C'est un pas significatif dans la lutte contre la mode éphémère. Le Parlement français a approuvé ce lundi une loi s'attaquant à l’ultra fast fashion, en particulier à des acteurs comme Shein, dans le but de préserver « l’emploi français », indique BFMTV.
Face à l'essor fulgurant de la mode à bas prix, le texte, proposé par la députée Anne-Cécile Violland (Horizons), vise à « frapper fort et juste », selon Serge Papin, le ministre du Commerce. En plus de Shein, d'autres géants comme Temu et AliExpress seront également dans le collimateur. Le ministre met en évidence la volonté de contrecarrer leur « modèle économique basé sur l'accumulation et la rotation rapide des collections ».
Les mesures contre l'ultra fast fashion
Selon la loi, l'ultra fast fashion se définit par deux principaux critères : la diversité des gammes, c’est-à-dire le volume de vêtements commercialisés, et l'incitation à la réparation, mesurée par un coefficient qui met en relation le prix d'un produit et son coût de réparation.
Le texte adopté introduit des malus financiers progressifs pouvant atteindre 20 euros par produit d'ici 2030, dont une partie sera allouée à des infrastructures de collecte et de recyclage. Les plateformes concernées devront également publier des messages incitant à la « sobriété, au réemploi et à la réparation ».
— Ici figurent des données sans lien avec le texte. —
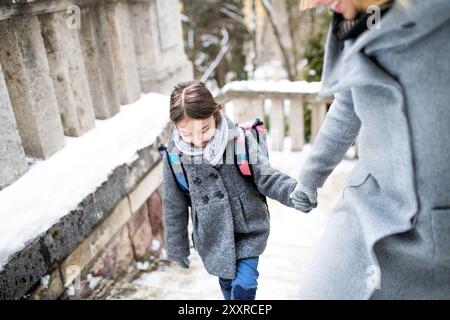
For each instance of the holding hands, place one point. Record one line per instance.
(304, 198)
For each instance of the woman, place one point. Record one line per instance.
(389, 236)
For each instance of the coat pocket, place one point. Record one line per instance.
(440, 225)
(239, 219)
(357, 177)
(213, 227)
(255, 212)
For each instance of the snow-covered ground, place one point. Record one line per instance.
(54, 187)
(294, 236)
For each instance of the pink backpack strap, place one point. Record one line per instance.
(241, 153)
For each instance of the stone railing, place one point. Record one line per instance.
(65, 63)
(249, 99)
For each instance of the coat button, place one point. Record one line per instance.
(220, 195)
(197, 181)
(214, 175)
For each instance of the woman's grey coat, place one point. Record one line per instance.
(392, 223)
(229, 217)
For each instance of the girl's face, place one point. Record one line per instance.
(344, 7)
(197, 131)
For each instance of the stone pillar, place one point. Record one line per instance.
(297, 124)
(12, 156)
(98, 60)
(25, 66)
(122, 49)
(159, 45)
(146, 43)
(318, 114)
(247, 108)
(68, 73)
(277, 124)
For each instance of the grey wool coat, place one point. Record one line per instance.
(389, 235)
(229, 216)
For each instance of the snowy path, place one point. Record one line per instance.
(293, 238)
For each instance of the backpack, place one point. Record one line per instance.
(241, 156)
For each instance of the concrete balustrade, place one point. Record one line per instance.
(69, 62)
(25, 65)
(95, 45)
(297, 124)
(276, 115)
(122, 49)
(145, 42)
(246, 108)
(159, 46)
(68, 72)
(248, 98)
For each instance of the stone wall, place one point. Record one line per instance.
(64, 64)
(108, 231)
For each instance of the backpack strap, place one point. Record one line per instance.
(241, 153)
(177, 169)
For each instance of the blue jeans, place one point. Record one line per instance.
(243, 287)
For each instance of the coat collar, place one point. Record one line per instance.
(348, 63)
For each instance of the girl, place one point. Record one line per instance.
(229, 215)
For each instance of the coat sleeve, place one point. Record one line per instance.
(338, 132)
(269, 181)
(176, 216)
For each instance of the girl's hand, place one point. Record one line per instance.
(304, 198)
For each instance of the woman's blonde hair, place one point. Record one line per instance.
(362, 5)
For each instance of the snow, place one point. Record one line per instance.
(156, 245)
(54, 187)
(143, 265)
(280, 86)
(45, 280)
(93, 281)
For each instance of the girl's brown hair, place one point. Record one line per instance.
(192, 99)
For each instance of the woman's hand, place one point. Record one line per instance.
(304, 198)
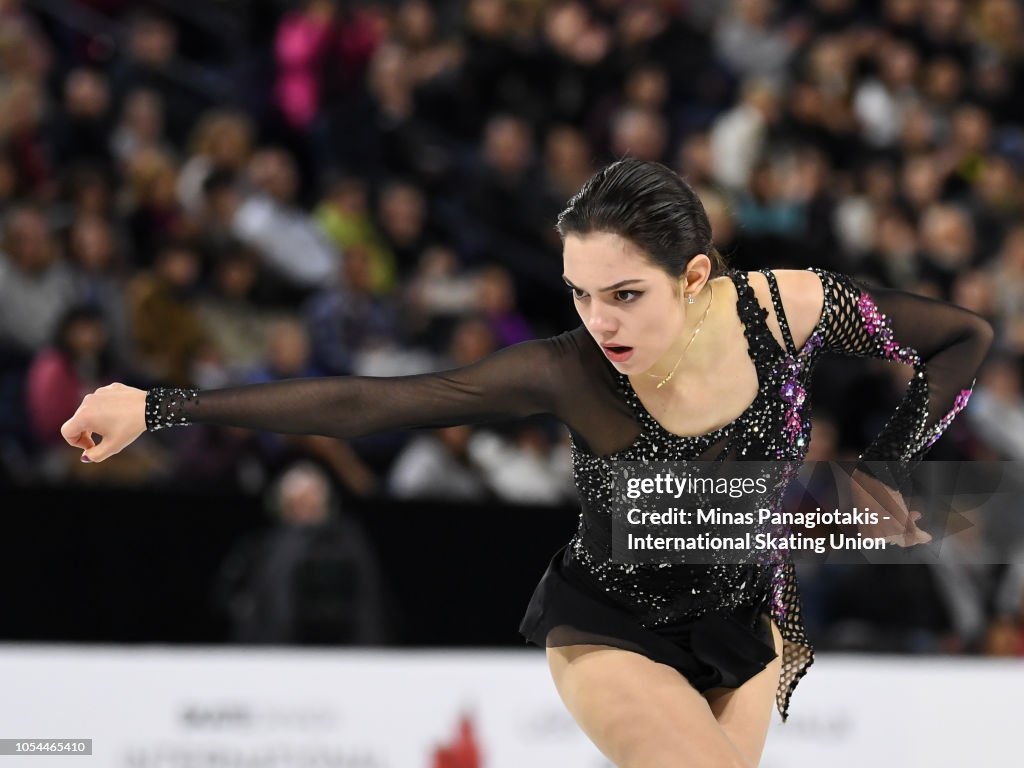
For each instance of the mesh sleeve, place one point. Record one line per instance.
(945, 344)
(513, 382)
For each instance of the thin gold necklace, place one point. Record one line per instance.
(672, 373)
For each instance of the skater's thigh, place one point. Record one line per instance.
(639, 713)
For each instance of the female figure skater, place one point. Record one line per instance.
(677, 357)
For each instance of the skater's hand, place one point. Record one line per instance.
(115, 413)
(901, 527)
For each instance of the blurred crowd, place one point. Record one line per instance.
(202, 196)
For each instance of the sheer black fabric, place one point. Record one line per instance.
(709, 622)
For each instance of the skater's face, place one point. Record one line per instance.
(634, 310)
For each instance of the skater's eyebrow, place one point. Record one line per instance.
(620, 284)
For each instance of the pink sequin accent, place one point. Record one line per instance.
(958, 404)
(876, 324)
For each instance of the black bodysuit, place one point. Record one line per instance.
(710, 622)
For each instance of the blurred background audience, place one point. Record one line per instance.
(205, 195)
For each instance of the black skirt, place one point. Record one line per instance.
(717, 649)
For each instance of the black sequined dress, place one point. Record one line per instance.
(709, 622)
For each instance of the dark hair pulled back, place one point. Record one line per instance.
(649, 205)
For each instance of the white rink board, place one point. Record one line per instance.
(229, 708)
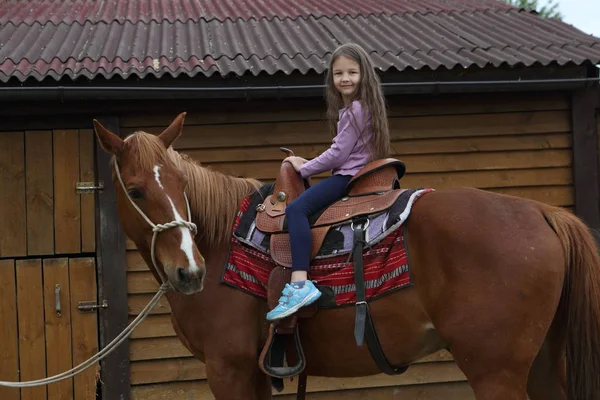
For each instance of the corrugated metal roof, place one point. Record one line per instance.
(81, 11)
(208, 46)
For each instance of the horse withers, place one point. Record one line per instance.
(510, 286)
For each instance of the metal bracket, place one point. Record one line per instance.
(91, 306)
(88, 187)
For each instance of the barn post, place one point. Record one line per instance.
(112, 278)
(586, 177)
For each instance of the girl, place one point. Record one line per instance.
(357, 118)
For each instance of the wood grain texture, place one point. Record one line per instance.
(40, 193)
(87, 201)
(514, 145)
(58, 326)
(13, 233)
(84, 326)
(67, 212)
(32, 338)
(9, 345)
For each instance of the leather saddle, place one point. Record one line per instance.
(372, 190)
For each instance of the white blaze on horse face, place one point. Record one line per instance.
(157, 176)
(187, 242)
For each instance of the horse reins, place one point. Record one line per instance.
(157, 228)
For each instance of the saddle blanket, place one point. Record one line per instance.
(386, 262)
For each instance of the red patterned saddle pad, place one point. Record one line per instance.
(386, 268)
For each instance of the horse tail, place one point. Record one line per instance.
(579, 311)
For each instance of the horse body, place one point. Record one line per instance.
(507, 285)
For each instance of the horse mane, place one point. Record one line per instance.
(214, 197)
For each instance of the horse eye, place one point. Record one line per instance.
(135, 193)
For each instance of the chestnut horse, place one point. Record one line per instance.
(510, 286)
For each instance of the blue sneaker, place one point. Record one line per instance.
(293, 299)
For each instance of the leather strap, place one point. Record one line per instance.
(361, 303)
(301, 392)
(363, 327)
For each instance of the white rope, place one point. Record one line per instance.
(156, 228)
(99, 356)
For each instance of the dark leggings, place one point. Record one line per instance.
(315, 198)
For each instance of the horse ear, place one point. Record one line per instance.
(169, 135)
(110, 142)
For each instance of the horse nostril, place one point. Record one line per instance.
(181, 274)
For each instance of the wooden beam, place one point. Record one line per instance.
(110, 241)
(585, 158)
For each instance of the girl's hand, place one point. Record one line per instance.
(296, 162)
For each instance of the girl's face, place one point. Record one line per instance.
(346, 77)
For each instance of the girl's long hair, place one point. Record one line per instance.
(369, 93)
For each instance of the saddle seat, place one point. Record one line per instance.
(372, 190)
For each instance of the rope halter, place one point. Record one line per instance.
(156, 228)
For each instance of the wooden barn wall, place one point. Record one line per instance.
(513, 144)
(47, 263)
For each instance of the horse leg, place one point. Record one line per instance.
(494, 300)
(547, 378)
(237, 378)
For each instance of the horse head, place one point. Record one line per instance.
(152, 203)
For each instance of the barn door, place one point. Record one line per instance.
(47, 263)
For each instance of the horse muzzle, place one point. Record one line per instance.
(186, 280)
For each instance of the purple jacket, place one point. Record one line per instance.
(349, 151)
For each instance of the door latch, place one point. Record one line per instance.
(91, 306)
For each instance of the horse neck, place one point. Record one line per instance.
(214, 200)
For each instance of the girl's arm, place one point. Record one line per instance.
(349, 129)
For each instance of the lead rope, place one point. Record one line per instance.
(164, 287)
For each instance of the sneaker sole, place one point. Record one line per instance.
(289, 312)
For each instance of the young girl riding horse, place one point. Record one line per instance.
(357, 117)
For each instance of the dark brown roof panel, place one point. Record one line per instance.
(81, 11)
(445, 40)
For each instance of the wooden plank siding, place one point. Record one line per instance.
(39, 341)
(41, 212)
(513, 144)
(47, 262)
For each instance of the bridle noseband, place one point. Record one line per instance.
(156, 228)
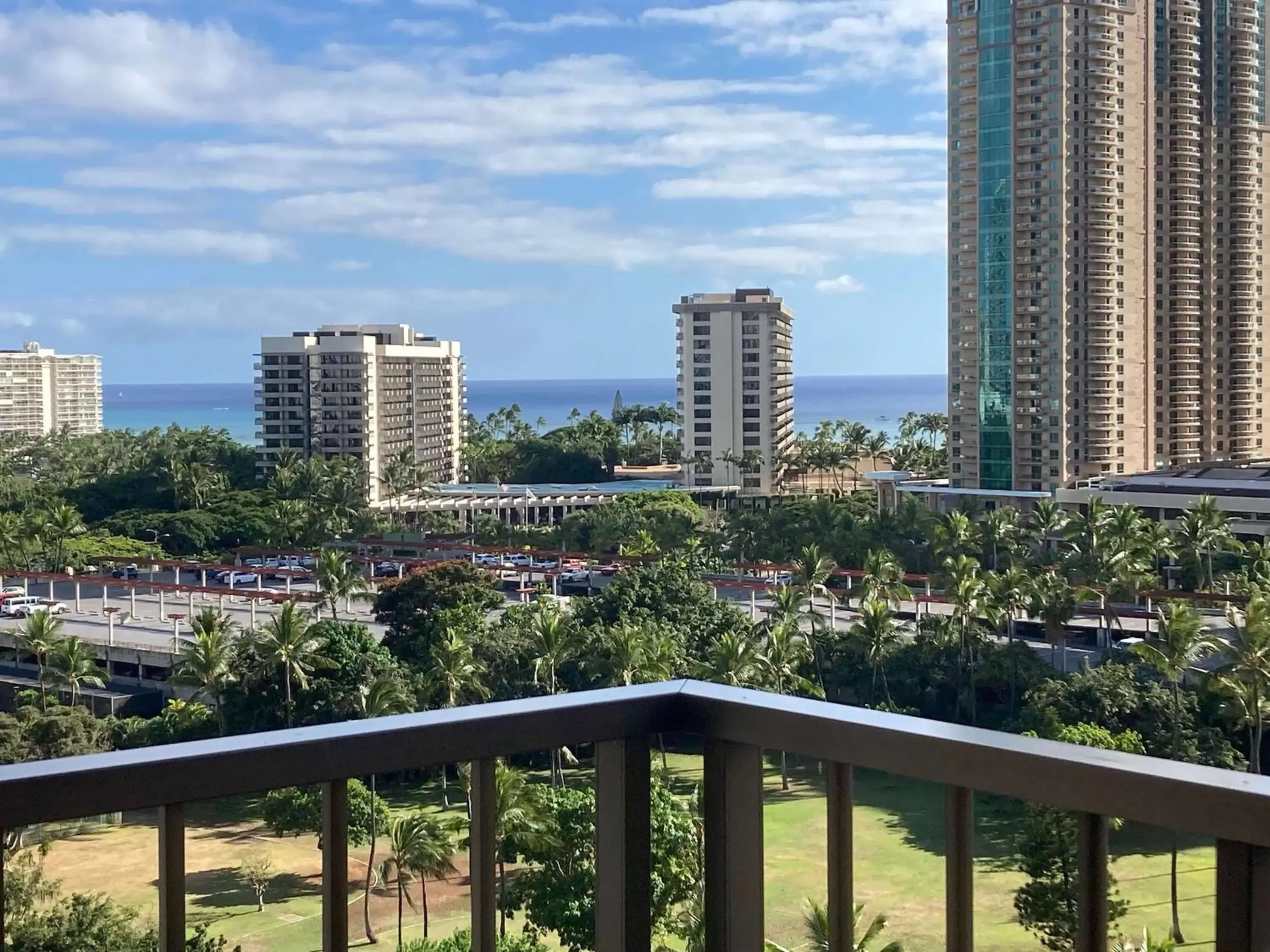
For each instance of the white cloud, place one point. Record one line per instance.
(468, 223)
(764, 261)
(563, 21)
(884, 226)
(186, 243)
(467, 220)
(69, 202)
(867, 40)
(280, 310)
(425, 30)
(254, 167)
(41, 148)
(842, 285)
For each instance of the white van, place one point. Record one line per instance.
(26, 605)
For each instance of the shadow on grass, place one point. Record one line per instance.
(226, 888)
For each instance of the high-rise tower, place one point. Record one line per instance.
(1105, 212)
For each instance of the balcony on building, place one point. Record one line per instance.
(734, 728)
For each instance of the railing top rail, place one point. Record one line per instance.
(1202, 800)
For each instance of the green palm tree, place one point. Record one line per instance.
(1011, 591)
(1053, 602)
(340, 581)
(433, 856)
(878, 634)
(406, 838)
(884, 579)
(816, 922)
(287, 643)
(40, 634)
(1182, 643)
(967, 593)
(1246, 659)
(734, 659)
(61, 522)
(455, 674)
(207, 662)
(519, 818)
(553, 641)
(955, 536)
(785, 652)
(73, 664)
(383, 697)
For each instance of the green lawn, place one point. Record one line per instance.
(900, 867)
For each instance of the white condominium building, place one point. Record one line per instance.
(1107, 212)
(365, 391)
(42, 391)
(736, 388)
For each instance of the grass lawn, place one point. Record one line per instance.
(900, 867)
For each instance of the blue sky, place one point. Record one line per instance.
(539, 179)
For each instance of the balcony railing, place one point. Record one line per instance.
(737, 726)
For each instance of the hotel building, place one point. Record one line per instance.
(734, 388)
(42, 391)
(1105, 237)
(362, 391)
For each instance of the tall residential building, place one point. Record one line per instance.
(364, 391)
(736, 388)
(42, 391)
(1105, 219)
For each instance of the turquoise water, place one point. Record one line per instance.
(875, 402)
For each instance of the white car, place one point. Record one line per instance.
(237, 578)
(23, 608)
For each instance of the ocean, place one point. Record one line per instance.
(875, 402)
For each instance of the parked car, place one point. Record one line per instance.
(237, 578)
(27, 605)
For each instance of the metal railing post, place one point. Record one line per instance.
(172, 878)
(841, 907)
(959, 869)
(483, 857)
(1242, 898)
(1093, 923)
(334, 866)
(734, 847)
(624, 917)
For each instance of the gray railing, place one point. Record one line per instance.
(737, 725)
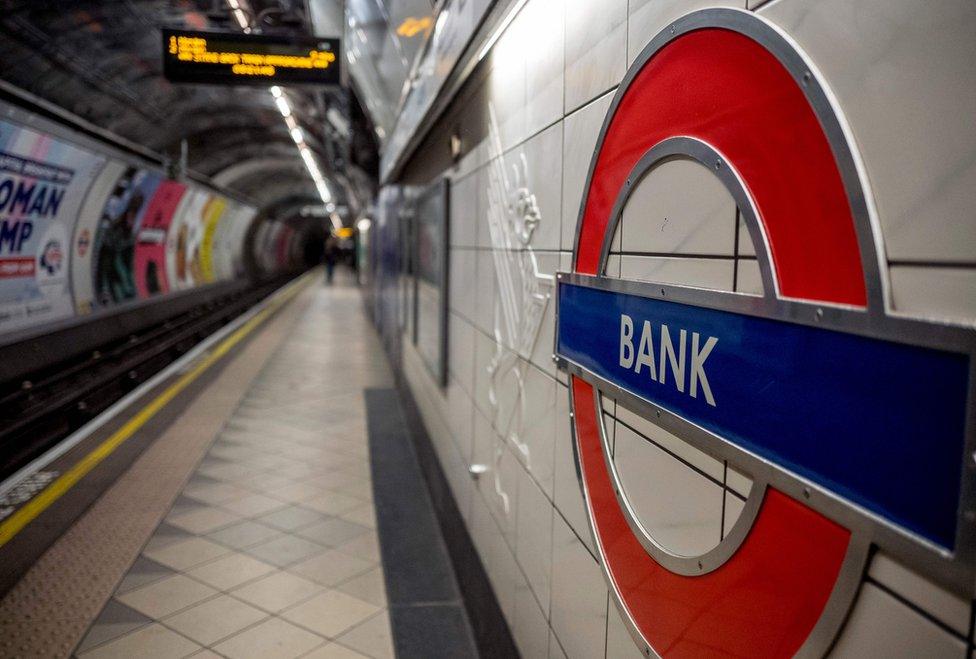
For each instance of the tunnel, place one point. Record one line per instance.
(422, 329)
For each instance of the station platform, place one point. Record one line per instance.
(256, 513)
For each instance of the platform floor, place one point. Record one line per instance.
(247, 529)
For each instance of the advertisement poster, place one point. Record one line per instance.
(115, 239)
(86, 226)
(239, 236)
(150, 254)
(229, 241)
(183, 242)
(212, 213)
(43, 182)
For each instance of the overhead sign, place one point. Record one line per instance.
(854, 425)
(234, 58)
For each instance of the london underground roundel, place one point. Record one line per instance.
(854, 425)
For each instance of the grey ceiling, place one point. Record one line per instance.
(101, 60)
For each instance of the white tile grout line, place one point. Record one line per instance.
(117, 408)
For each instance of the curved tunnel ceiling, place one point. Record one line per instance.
(101, 60)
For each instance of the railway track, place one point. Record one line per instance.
(40, 409)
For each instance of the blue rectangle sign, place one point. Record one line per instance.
(877, 422)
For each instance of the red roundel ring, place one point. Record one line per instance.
(729, 79)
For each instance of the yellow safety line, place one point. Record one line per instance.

La mesure la plus marquante est l'interdiction de la publicité pour ces marques, y compris via des influenceurs. Toutefois, sa conformité avec le droit européen soulève des questions. La députée Anne-Cécile Violland affirme que cette loi respecte la législation européenne. Néanmoins, la Commission européenne, qui a déjà exprimé des doutes sur cette interdiction, pourrait s'opposer à sa mise en œuvre.